I have to say that I enjoyed the first few but the increasing complexity of later episodes left me a little disappointed – particularly The Hounds of Baskerville and The Reichenbach Fall


There is continuing talk of further shows but the commitment of the two stars have made it difficult.

T is for Tommy and Tuppence (Beresford)

A pair of detectives/spies who appear in 5 Agatha Christie novels. The are chronological books from their early twenties to their 70’s. Tommy is the careful one who works for the government whilst Tuppence is more carefree.

They have been made in TV dramas a number of times. The Secret Adversary was the first, in 1982 with James Warwick and Francesca Annis. The last was Partners in Crime with David Walliams and Greta Scacchi. ITV also made a version but put in Miss Marple with Tuppence, Tommy having a minor role.

U is for Unsolved Mysteries

And there a lot of them – some more probable than others!

I have already mentioned Jack the Ripper and there are many unsolved murders and disappearances. One disappearance is the Mary Celeste – the ship found abandoned in the Atlantic in 1872. One of the more plausible explanations is a mutiny or I seem to recall a Doctor Who episode with the Daleks on board?

Another ocean mystery allegedly responsible for many missing ships and planes is also in the Atlantic – the Bermuda Triangle.

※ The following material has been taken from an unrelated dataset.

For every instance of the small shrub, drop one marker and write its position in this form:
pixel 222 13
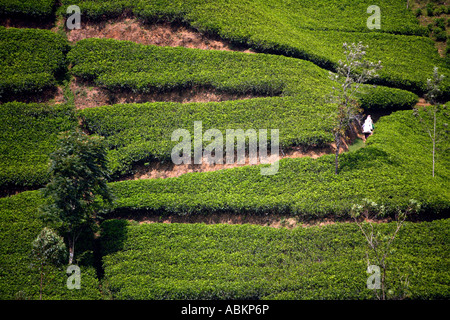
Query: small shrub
pixel 430 9
pixel 440 23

Finally two creatures which may or may not exist – Bigfoot and the Loch Ness Monster!

V is for ‘Valley of Fear’

The last of the four full length novels that Conan Doyle wrote about Sherlock Holmes. I have not read for quite a long time.

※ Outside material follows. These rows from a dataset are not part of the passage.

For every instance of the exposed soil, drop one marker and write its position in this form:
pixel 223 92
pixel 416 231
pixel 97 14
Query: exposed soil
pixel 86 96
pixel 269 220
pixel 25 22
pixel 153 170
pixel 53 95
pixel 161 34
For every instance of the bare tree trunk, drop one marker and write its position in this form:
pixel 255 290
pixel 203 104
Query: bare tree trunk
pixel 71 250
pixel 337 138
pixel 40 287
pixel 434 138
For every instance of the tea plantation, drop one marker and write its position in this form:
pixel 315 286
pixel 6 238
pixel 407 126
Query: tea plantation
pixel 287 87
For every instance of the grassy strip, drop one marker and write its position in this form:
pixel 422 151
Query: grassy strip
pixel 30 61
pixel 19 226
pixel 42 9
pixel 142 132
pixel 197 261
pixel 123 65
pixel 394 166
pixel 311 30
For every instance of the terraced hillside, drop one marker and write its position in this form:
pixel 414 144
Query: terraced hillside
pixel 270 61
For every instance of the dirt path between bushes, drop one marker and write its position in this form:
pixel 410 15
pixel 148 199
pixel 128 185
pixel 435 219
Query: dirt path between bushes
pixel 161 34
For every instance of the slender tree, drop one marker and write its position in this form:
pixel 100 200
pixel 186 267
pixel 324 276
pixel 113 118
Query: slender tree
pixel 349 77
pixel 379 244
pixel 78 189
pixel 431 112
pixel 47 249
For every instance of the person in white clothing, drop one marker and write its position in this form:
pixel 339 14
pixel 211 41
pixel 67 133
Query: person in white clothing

Although the last novel it sits in time before the death of Moriarty at Reichenbach Falls. When Holmes hears of the murder of a John Douglas he is certain Moriarty is involved, though the police still believe him to be a model citizen.

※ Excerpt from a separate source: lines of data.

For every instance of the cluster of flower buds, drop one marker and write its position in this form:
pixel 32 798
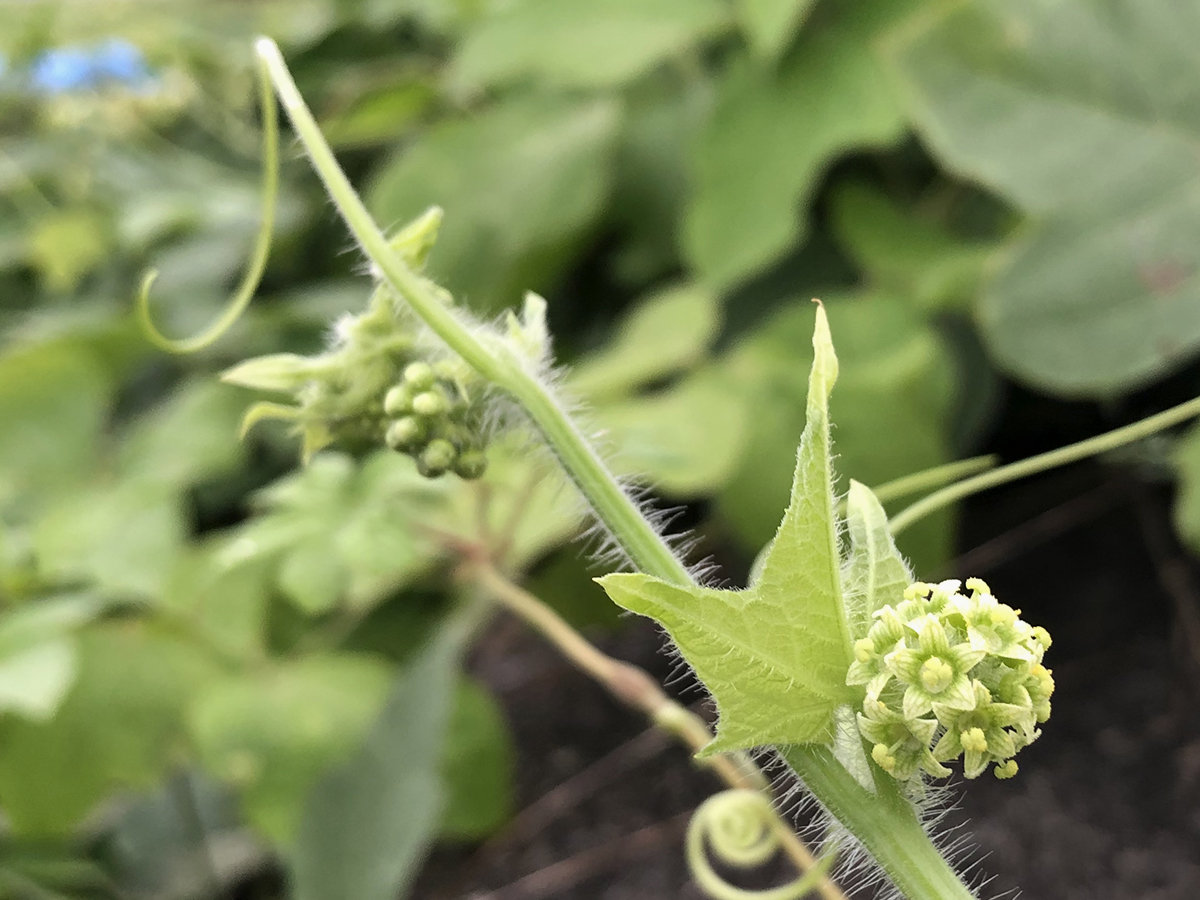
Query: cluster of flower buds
pixel 949 675
pixel 378 384
pixel 430 415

The plot is partly based on the Molly Maguires, an Irish gang also operating in the USA and the Pinkerton agents trying to catch them. The Valley itself is near Chicago.


W is for Wycliffe

Wycliffe was a Chief Superintendent in Cornwall in an ITV series of the 1990’s. A very good programme with Jack Shepherd excellent in the lead role. A very good advert for Cornish scenery as well.

Adam Barker, son of Ronnie, played a regular character before the actor’s downfall!

X is for XWord!

Always have to be creative with X. Crosswords, especially cryptic, are mysteries in their own right.

The man behind Inspector Morse – like me a lover of crosswords and real ale – was himself a crossword addict writing books on the subject. Colin Dexter wrote 13 Morse novels which was extended to 33 television episodes.

‘Last Bus to Woodstock was the first and ‘The Remorseful Day’ the last.

Dexter went on to be involved in the sequel ‘Lewis’ and the prequel ‘Endeavour’. I have watched many of the former but not the latter.

Colin Dexter himself did a Hitchcock’ – had an uncredited cameo role in every Morse episode!

Y is for Yellow

Two stories here – one from Agatha Christie and one from Conan Doyle.

‘The Yellow Iris’ is a Poirot short story appearing in a short story collection – Problem at Pollensa Bay and other stories. It revolves around the death of a wife from cyanide poisoning which then repeats itself. Agatha rewrote the story as Sparkling Cyanide with Colonel Race as the investigator and the TV version expands it by starting the story in Argentina.

‘The Adventure of the Yellow Face’ is a Sherlock Holmes story from ‘Memoirs’. Very different in that Holmes gets the solution completely wrong and also at the end it transpires that no crime has been committed. Holmes tells Watson that if he (Holmes) gets too full of his own importance to remind him of this failure.

Z is for Zero and Zorro


Another difficult letter!

Towards Zero is an Agatha Christie book with Superintendent Battle as the main investigator. ITV made it into a Miss Marple mystery. The book is set at a place called Gulls Point and the description fits around Dartmouth or Salcombe.

Zorro is another mystery character – like the Lone Ranger hides his identity behind a black mask. I remember the short films at the children’s Saturday morning cinema in Chesterfield – the ABC Minors. Resurrected of course in more recent films.

Created over 100 years ago Zorro – real name Don Diego de la Vega – means Fox in Spanish.

So there we are – an A to Z of my mysteries!